In our current political climate, both left- and right-leaning Christians are working hard at shaping the law of the land to better resemble their idea of the Kingdom. Of course this shape is not clearly defined anywhere in scripture. Instead of definitions we get parables comparing it to everything from sumptuous banquets to lost sheep. So we have some Christians who want to impose more rules, some Christians who want to reduce discrimination against people who don’t follow those rules, and a whole lot in the middle left wondering how we can disagree so strongly.

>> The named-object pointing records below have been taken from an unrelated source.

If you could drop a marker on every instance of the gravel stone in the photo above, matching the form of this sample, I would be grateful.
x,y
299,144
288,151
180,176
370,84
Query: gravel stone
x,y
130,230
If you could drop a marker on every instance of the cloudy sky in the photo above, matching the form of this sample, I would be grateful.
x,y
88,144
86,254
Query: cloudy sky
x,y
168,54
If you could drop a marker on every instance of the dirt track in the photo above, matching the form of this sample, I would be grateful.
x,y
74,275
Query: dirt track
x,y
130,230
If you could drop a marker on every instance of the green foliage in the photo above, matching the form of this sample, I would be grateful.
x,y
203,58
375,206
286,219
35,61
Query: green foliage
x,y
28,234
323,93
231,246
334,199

In Paul’s second letter to Timothy, written from prison, he tells his young protégé not to be ashamed that the empire has jailed him, but to join him in suffering for the Gospel. He doesn’t tell Timothy to try to force the empire to change; rather he understands he resides in a Kingdom which is not defined by walls, laws, or empire. Neither he nor Timothy will submit to laws that run counter to the Gospel, and they understand there is a holy penalty to be paid for their behavior.

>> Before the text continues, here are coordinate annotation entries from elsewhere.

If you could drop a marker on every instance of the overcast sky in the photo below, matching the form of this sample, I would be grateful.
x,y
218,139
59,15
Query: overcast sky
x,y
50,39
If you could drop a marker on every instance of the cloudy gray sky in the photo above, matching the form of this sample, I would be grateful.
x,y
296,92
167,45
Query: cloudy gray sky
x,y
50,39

Are we Christians called to transform the world? If we are, we must do it like Paul did, by transforming ourselves into models of Christ, who submitted unto death. The empire’s tools of persuasion are the sword and spear, but we transform them into the plowshare and pruning hook: the threat of death versus the promise of life. Paul expanded the Kingdom without passing a single law or firing a single shot.

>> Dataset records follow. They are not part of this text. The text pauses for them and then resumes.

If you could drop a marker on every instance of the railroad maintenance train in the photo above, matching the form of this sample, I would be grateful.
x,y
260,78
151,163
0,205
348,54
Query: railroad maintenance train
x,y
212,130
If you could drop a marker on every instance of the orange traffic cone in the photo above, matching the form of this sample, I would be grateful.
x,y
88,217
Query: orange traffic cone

Jesus warned his disciples that once salt had lost its saltiness, it could not be seasoned again. We might have some small success seasoning the empire to align more with our tastes, but in the end we are a small ingredient caught up in a recipe for disaster. We can’t change the empire by force, and insisting on doing so eventually dilutes our essential identity.

We should be less concerned with whether we see the Kingdom when we look around, and more with whether strangers can see it when they look at us.

Comfort: We travel the Kingdom of Heaven from the inside outward.

Challenge: Salt in the pure form we enjoy does not lose its saltiness, but in Jesus’s time salt was not nearly as pure. Read up on it here.

Prayer: Lord of Heaven and Earth, I will do my best to be recognized as an ambassador of your Kingdom. Amen.

Discussion: How can we influence change through love rather than force?